Émilie Monnet embrasse à travers ses performances et les œuvres qu’elle produit une démarche artistique ancrée dans des processus de création interdisciplinaires et multilinguistiques, afin de sonder les thèmes de la mémoire, de l’histoire et de la transformation.  Artiste interdisciplinaire engagée, elle fonde en 2011 les Productions Onishka afin de tisser des liens entre artistes de différents peuples autochtones, toutes disciplines confondues. 

Se servant de la technologie pour rendre à voir l’invisible, Monnet explore le langage, les identités fragmentées et plurielles des peuples autochtones, ainsi que notre rapport à la mémoire et au legs culturel.

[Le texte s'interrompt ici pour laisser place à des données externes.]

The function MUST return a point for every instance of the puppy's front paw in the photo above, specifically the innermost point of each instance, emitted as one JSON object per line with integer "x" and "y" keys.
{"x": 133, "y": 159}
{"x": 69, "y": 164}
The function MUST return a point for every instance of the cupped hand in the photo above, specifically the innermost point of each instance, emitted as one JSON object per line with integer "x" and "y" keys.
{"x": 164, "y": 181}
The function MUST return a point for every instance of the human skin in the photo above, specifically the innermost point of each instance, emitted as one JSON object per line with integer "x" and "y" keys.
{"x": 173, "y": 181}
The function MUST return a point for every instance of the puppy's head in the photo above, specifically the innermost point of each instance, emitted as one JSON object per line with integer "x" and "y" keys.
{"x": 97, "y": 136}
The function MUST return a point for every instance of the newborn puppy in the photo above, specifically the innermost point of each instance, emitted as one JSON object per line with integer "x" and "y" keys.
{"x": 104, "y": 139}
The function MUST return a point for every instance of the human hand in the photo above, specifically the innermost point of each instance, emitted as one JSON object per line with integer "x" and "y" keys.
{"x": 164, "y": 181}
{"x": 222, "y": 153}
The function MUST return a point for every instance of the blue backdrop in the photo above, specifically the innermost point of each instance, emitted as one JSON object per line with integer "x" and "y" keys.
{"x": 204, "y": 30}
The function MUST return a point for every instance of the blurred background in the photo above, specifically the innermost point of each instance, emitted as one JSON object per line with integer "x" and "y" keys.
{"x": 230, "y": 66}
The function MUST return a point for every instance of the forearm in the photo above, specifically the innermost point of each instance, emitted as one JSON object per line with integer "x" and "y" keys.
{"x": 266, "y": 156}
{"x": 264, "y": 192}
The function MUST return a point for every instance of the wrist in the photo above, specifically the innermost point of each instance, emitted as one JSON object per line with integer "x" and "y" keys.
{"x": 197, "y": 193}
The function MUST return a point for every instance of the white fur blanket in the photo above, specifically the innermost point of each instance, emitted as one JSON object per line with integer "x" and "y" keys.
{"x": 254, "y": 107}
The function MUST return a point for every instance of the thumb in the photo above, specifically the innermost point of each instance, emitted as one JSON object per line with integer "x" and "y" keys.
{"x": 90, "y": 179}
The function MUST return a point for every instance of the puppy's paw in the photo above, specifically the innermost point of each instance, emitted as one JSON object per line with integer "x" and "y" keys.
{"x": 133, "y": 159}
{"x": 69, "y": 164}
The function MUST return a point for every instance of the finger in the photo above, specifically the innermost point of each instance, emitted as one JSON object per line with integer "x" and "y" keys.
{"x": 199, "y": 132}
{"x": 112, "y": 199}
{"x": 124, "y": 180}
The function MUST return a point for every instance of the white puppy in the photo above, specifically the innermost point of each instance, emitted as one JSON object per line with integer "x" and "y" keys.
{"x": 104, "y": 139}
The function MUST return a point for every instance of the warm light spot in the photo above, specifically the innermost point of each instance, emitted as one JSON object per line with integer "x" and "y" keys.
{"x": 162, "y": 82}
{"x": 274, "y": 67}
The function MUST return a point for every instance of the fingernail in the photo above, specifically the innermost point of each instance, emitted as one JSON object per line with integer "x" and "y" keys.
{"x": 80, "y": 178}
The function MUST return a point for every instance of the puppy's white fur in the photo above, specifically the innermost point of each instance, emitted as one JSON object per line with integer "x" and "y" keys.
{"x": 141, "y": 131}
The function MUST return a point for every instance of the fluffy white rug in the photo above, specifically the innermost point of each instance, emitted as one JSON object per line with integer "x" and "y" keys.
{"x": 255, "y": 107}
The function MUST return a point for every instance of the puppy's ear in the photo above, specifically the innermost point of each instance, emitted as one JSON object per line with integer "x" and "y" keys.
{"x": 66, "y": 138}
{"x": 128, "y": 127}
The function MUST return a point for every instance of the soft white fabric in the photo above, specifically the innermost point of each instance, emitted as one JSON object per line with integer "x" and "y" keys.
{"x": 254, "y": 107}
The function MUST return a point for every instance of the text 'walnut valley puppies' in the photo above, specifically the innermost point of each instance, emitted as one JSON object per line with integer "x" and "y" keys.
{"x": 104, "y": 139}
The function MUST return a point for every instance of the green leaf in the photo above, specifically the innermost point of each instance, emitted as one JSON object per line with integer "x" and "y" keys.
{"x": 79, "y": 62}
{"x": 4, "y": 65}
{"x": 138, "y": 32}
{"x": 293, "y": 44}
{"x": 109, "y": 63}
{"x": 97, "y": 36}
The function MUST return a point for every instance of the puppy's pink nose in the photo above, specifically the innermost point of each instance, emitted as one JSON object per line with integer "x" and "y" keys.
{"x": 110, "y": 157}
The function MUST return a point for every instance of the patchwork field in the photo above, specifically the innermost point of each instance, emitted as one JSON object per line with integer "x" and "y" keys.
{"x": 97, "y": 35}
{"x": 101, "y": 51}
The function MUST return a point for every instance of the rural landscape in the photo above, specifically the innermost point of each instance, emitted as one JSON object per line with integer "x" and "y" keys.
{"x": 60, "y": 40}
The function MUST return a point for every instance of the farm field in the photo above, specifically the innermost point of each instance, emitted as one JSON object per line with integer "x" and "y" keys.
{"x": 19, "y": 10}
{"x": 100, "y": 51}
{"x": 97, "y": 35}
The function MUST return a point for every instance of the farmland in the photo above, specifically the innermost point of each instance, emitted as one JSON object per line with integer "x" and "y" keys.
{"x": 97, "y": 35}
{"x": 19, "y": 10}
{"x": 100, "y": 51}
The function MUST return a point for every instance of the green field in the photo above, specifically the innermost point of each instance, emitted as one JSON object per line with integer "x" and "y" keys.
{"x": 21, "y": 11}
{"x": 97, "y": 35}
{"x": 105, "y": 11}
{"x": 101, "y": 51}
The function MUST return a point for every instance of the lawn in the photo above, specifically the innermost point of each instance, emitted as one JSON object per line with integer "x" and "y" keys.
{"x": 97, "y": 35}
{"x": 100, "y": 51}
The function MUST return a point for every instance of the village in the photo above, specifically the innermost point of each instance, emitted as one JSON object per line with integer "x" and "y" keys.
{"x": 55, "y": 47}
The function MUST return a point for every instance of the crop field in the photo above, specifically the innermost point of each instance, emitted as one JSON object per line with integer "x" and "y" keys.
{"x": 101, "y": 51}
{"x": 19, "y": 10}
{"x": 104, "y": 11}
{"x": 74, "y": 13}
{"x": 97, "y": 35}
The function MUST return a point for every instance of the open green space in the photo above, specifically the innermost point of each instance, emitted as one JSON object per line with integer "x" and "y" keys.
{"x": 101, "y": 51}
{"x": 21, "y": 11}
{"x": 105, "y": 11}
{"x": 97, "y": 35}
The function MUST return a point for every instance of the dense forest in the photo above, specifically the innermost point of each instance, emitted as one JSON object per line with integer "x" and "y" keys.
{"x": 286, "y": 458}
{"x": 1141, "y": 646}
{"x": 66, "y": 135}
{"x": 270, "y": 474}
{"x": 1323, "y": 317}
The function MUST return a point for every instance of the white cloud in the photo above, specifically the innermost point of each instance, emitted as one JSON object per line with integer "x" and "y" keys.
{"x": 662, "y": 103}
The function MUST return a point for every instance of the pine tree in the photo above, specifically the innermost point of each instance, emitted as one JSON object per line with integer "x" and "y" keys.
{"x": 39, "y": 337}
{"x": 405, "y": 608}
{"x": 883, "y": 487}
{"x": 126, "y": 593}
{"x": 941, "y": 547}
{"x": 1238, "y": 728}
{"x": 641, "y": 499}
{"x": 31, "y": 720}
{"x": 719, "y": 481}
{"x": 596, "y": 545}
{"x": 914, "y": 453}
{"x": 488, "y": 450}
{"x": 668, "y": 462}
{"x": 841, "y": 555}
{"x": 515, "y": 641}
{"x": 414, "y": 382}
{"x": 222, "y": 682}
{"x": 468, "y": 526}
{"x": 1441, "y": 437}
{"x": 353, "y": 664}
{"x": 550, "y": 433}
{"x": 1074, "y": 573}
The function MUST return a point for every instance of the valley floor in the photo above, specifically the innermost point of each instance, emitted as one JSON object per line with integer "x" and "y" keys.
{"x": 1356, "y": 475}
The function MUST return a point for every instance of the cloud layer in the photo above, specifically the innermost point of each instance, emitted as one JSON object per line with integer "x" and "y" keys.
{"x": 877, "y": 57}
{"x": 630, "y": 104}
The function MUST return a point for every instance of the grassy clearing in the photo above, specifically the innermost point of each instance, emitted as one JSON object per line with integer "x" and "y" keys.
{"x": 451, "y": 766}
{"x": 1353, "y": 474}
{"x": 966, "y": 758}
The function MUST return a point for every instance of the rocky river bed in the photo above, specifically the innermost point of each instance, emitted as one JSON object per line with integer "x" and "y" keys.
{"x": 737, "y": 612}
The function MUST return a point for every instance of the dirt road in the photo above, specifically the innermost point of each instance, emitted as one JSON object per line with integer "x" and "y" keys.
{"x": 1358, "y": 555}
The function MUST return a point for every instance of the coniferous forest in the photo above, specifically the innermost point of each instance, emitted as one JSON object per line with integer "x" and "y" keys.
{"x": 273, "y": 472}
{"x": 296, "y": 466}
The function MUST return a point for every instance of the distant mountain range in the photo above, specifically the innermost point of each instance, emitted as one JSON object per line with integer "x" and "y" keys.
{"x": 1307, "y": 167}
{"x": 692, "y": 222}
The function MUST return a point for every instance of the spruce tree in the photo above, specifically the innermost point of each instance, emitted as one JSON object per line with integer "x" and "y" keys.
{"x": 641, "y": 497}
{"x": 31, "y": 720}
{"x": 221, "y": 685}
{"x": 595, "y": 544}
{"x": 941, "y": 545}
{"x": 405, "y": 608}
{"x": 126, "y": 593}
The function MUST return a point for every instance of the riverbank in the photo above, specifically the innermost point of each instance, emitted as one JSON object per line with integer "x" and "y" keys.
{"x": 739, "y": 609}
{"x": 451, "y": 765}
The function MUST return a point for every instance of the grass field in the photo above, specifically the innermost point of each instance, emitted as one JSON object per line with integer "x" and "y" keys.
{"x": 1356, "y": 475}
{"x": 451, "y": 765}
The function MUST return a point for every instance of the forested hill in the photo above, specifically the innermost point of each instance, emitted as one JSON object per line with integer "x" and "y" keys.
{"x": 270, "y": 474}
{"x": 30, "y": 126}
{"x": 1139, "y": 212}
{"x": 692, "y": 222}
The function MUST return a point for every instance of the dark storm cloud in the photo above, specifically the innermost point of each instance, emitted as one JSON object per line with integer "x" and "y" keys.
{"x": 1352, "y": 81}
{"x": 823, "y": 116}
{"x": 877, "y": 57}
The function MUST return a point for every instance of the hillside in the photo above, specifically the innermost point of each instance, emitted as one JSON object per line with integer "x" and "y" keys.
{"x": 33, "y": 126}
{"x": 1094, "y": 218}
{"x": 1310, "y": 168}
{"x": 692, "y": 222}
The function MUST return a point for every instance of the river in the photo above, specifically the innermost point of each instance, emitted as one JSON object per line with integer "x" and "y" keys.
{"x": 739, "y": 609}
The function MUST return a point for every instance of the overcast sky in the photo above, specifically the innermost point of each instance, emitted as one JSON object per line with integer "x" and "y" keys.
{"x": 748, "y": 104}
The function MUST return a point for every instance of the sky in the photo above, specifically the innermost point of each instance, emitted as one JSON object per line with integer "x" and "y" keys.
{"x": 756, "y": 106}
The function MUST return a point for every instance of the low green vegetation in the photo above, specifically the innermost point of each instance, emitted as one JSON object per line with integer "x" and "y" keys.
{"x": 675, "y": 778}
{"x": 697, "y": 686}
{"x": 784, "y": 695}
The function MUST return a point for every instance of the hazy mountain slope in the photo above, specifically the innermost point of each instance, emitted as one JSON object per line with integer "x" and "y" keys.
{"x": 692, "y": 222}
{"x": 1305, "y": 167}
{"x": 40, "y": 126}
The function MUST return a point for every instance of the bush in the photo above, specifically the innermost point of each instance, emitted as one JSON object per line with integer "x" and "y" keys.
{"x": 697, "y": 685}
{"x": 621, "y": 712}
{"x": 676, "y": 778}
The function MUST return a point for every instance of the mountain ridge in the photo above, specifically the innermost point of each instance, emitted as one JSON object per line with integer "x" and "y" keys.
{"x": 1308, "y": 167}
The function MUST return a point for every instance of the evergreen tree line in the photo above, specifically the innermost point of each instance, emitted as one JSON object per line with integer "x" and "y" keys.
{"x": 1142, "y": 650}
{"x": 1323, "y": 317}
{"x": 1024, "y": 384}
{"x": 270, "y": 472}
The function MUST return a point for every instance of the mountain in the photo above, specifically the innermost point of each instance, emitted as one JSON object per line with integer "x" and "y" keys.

Au croisement entre le théâtre, la performance et les arts médiatiques, la pratique d’Émilie Monnet privilégie les processus de création collaboratifs, et ses œuvres sont le plus souvent présentées sous forme de théâtre interdisciplinaire ou d’installations immersives. Artiste autochtone en résidence à l’École nationale de théâtre du Canada, elle présente depuis 2016, Scène contemporaine autochtone / Indigenous Contemporary Scene, une plateforme nomade pour la diffusion des arts vivants autochtones. Cinq éditions ont été créées jusqu’à ce jour et la plus récente édition en format festival a été présentée à l’été 2019 en partenariat avec le Festival International d’Édimbourg, le Festival international du livre d’Édimbourg et le Fringe Festival d’Édimbourg. Émilie est d’origine anishnaabe (algonquine) et française et a grandi entre l’Outaouais et la Bretagne. Elle vit actuellement à Tiohtià :ke/Mooniyaang/Montréal.